Interessant ist auch, wie sich die Anbringung der Magnetnadel allmählich immer praktischer gestaltete. Zuerst ließ man die Nadel schwimmen. So heißt es an einer Stelle[695] in dem 1232 verfaßten »Buche des Schatzes der Kaufleute in Kenntnis der Steine«: »Wenn die Nacht so dunkel ist, daß die Kapitäne keinen Stern wahrnehmen können, um sich zu orientieren, so füllen sie ein Gefäß mit Wasser und stellen dieses im Innern des Schiffes, gegen den Wind geschützt, auf; dann nehmen sie eine Nadel und stecken sie in einen Strohhalm, derart, daß beide ein Kreuz bilden. Dieses werfen sie auf das in dem erwähnten Gefäß befindliche Wasser und lassen es auf dessen Oberfläche schwimmen. Hierauf nehmen sie einen Magneten, nähern ihn der Wasseroberfläche und geben ihrer Hand eine Drehung. Dabei dreht sich die Nadel auf der Wasseroberfläche; dann ziehen sie ihre Hände plötzlich und rasch zurück, worauf die Nadel nach zwei Punkten, nämlich Nord und Süd, zeigt.«
Die nächste Verbesserung bestand darin, daß man den Magneten auf einer Nadel schweben ließ. Die Verbindung des Magneten mit der Windrose, die man auf solche Weise beweglich machte, erfolgte wahrscheinlich im 14. Jahrhundert. Seine Vollendung erhielt der Kompaß, als ihn Cardanus (im 16. Jahrhundert) mit der nach ihm benannten Aufhängung versah[696].

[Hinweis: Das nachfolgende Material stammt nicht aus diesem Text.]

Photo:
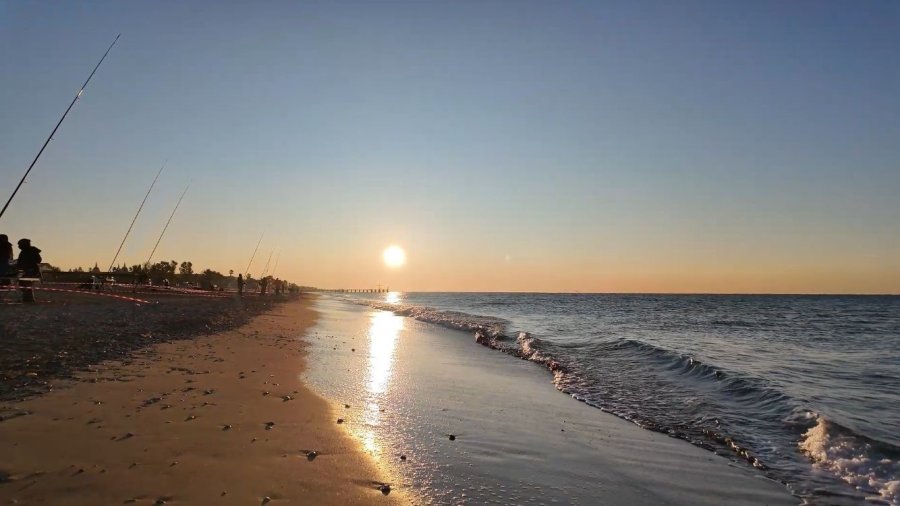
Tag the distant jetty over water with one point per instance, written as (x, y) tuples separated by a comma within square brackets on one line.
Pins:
[(379, 289)]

Wie mit der Bussole verhält es sich wahrscheinlich auch mit dem Schießpulver, das in China weit früher als in Europa bekannt war. Die älteste Nachricht, welche die europäische Literatur über das Pulver aufweist, enthält wohl das Manuskript des Marcus Graecus[697]. Es gibt an, man solle Schwefel, Kolophonium oder Kohle und Salpeter zusammenreiben und mit dieser Mischung lange Röhren füllen. Zünde man die Mischung dann an, so flögen die Röhren in die Luft oder sie würden mit donnerähnlichem Knall zerplatzen.
Nach M. Graecus wurden 1 Teil Kolophonium, 1 Teil Schwefel, 6 Teile Salpeter gepulvert, mit Öl gebunden und dann in ein Rohr gefüllt. Nach einer anderen dort mitgeteilten Vorschrift wurden 1 Teil Schwefel, 2 Teile Linden- oder Weidenkohle und 6 Teile Salpeter gepulvert und zur Füllung einer Art Rakete benutzt, um »fliegendes Feuer« herzustellen[698]. Derartige Raketen wurden auch gegen feindliche Schiffe geschleudert, um sie in Brand zu stecken[699].